Claude Allègre : S’il y a une leçon à retenir des Etats-Unis dans ce domaine, c’est bien que l’Etat ne peut pas – et ne doit pas – tout faire. L’innovation, ce n’est pas seulement une question d’argent, c’est d’abord une question d’imagination et celle-ci ne se décrète pas ! Mais il ne faut pas avoir de complexes. Il y a en France énormément d’initiatives et d’énergies qui ne demandent qu’à s’investir dans des projets, pour peu qu’on leur en laisse la possibilité. Regardez le concours de création d’entreprises que j’ai organisé : plus de 2.000 projets reçus, 250 lauréats retenus, 80 entreprises créées dans les mois à venir, et sans doute près de 300 l’an prochain. Alors que, sur les dix dernières années, seules 350 entreprises de haute technologie venant du secteur public ont vu le jour. Le ministère n’a pas dépensé des millions pour chaque lauréat. J’ai même exigé que les porteurs de projets trouvent aussi des financements privés. De la même façon, quand nous aidons les incubateurs, les fonds d’amorçage et les fonds de capital-risque à démarrer, nous ne nous substituons pas aux investisseurs privés. Nous atténuons une partie des risques, tout en exigeant un remboursement en cas de réussite.

Les Echos : Quelle place l’Etat doit-il alors conserver ?

Claude Allègre : Il reste indispensable. C’est là où je suis plus nuancé sur le système américain. Si on examine de près ce qui se passe là-bas dans certains domaines (les sciences de la vie, l’ingénierie de haute technologie, l’informatique), on s’aperçoit que l’accroissement de la part des financements privés dans la recherche académique et exploratoire a des conséquences très négatives sur le caractère public et diffusable du progrès scientifique. Les entreprises qui financent ces recherches veulent, et c’est logique, protéger les résultats acquis et déposent des brevets sur ces connaissances. Si l’on n’y prenait garde, on risquerait d’assister – comme l’illustre le cas des droits exclusifs accordés à la société Décode Génétics sur les données médicales et génétiques de la population islandaise – à la privatisation et au morcellement de la recherche fondamentale, préjudiciable au progrès scientifique lui-même. D’où notre volonté d’organiser le partage de la propriété intellectuelle au sein des réseaux de recherche.
J’ai enseigné dans les plus grandes universités américaines (MIT, Cornel, Caltech) et je peux vous dire qu’il ne faut pas copier le système américain. En France, l’histoire des mentalités est autre. Notre objectif, c’est d’obtenir les mêmes performances en prenant une voie qui nous est propre.

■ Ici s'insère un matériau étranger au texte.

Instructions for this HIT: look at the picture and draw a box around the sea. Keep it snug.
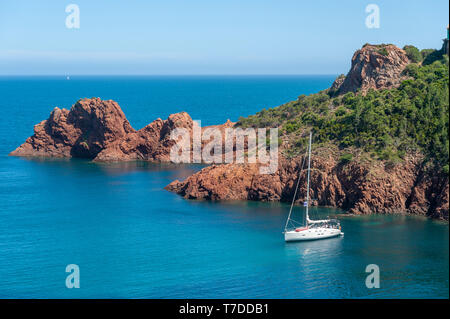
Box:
[0,75,449,299]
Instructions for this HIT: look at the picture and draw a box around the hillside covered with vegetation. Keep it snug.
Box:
[237,46,449,174]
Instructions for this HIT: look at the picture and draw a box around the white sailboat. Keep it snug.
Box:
[284,132,344,241]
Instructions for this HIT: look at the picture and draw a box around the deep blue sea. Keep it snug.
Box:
[0,76,449,298]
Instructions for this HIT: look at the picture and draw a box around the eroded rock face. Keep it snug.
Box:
[166,156,449,220]
[333,44,409,94]
[10,98,234,162]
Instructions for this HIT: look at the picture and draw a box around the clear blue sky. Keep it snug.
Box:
[0,0,449,75]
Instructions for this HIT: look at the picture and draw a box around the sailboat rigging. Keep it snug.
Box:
[284,132,344,241]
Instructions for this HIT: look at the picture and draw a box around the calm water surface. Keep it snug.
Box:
[0,76,449,298]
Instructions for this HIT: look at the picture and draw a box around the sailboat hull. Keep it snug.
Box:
[284,227,344,242]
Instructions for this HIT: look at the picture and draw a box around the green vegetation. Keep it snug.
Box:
[238,58,449,171]
[403,45,423,63]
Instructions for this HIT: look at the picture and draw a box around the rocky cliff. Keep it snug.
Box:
[166,155,449,220]
[10,98,233,162]
[331,44,410,95]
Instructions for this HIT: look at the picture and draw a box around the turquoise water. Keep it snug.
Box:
[0,76,449,298]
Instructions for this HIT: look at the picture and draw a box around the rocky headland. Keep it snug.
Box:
[10,45,449,220]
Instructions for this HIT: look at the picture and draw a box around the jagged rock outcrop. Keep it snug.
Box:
[166,156,449,220]
[333,44,410,95]
[10,98,234,162]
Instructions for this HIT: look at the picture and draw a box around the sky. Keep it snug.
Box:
[0,0,449,75]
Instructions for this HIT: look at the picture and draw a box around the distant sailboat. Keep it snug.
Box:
[284,132,344,241]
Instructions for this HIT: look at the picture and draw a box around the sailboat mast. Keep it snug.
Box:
[306,132,312,225]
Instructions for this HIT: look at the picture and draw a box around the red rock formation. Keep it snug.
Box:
[166,156,449,220]
[333,44,409,94]
[10,98,234,162]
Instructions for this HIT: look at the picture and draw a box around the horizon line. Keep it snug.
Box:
[0,73,339,77]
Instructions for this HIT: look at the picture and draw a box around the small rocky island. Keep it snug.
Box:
[10,45,449,220]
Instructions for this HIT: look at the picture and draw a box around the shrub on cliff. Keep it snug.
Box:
[239,59,449,169]
[339,153,353,165]
[403,45,422,63]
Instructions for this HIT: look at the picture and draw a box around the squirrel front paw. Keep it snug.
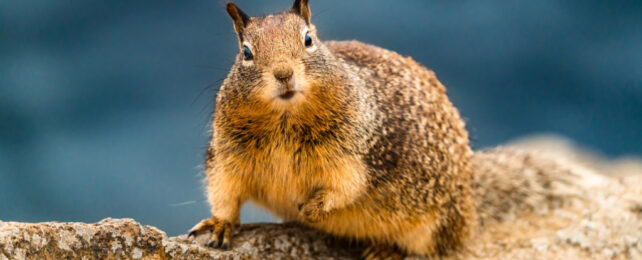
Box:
[299,196,330,223]
[188,216,234,249]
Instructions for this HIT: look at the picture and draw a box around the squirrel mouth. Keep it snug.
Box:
[279,90,296,100]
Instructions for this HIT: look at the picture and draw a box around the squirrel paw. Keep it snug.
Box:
[188,216,234,249]
[299,199,330,223]
[361,244,405,260]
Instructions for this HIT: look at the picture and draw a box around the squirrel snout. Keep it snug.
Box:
[274,68,294,83]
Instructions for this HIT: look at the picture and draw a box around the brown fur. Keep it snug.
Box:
[193,1,476,256]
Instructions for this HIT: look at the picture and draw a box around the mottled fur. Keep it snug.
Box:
[188,0,476,257]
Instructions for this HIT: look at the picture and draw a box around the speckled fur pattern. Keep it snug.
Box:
[195,1,476,256]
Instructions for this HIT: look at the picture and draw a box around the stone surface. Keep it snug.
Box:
[0,137,642,260]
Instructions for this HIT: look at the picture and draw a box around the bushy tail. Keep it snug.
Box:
[472,147,605,227]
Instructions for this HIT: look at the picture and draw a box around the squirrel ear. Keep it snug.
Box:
[292,0,310,24]
[225,2,250,37]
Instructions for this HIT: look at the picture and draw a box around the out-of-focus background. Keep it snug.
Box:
[0,0,642,235]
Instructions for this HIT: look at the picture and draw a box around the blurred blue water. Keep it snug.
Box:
[0,0,642,234]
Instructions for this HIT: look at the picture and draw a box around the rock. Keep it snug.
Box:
[0,218,362,260]
[0,138,642,260]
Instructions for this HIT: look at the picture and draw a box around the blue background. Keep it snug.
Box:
[0,0,642,235]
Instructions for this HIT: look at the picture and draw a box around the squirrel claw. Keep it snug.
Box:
[360,245,404,260]
[187,217,233,249]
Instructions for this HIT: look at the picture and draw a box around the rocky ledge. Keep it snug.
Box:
[0,138,642,260]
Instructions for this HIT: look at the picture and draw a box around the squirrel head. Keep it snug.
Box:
[221,0,350,111]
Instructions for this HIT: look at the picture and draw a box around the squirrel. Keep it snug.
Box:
[190,0,477,259]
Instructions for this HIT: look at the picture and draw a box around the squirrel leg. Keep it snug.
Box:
[189,174,242,249]
[361,244,405,260]
[299,165,366,223]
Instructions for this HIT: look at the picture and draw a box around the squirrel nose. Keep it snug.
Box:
[274,68,294,82]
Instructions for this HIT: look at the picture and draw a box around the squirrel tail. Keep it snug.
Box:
[472,147,606,227]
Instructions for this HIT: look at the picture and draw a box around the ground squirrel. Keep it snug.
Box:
[186,0,477,258]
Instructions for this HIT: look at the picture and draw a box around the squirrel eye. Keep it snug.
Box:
[243,46,254,60]
[305,33,312,47]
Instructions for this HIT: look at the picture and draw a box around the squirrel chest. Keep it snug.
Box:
[219,117,366,220]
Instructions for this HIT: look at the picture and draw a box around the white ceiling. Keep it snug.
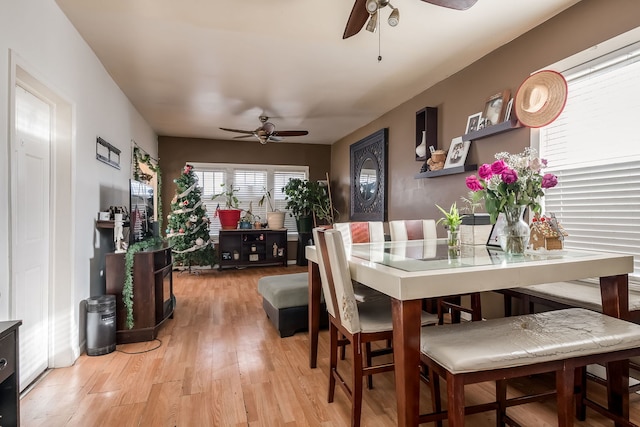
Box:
[56,0,579,144]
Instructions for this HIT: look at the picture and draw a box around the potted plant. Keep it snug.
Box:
[211,183,242,230]
[282,178,332,233]
[436,202,462,247]
[258,187,284,230]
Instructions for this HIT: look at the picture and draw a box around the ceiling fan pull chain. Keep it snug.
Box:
[378,9,382,62]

Les Echos : Comment, selon vous et concrètement, améliorer l’efficacité de l’Anvar ?

Claude Allègre : L’Anvar a beaucoup évolué depuis sa création. Créée pour assurer la valorisation des travaux de la recherche publique, elle a, depuis vingt ans, développé des procédures d’aide à l’innovation reconnues, et s’est imposé comme un acteur à part entière dans le soutien aux entreprises. A l’avenir, je souhaite qu’elle renforce son action en direction des universités et des organismes de recherche. Entendons-nous bien : je ne dis pas que l’Anvar doit gérer les activités de valorisation à leur place mais qu’elle doit participer à la mise en place des incubateurs, voire des fonds d’amorçage. Elle travaille déjà en ce sens, en organisant le concours de création d’entreprises. L’Anvar doit aussi assortir ses aides d’un véritable suivi des entreprises tout au long de leur croissance.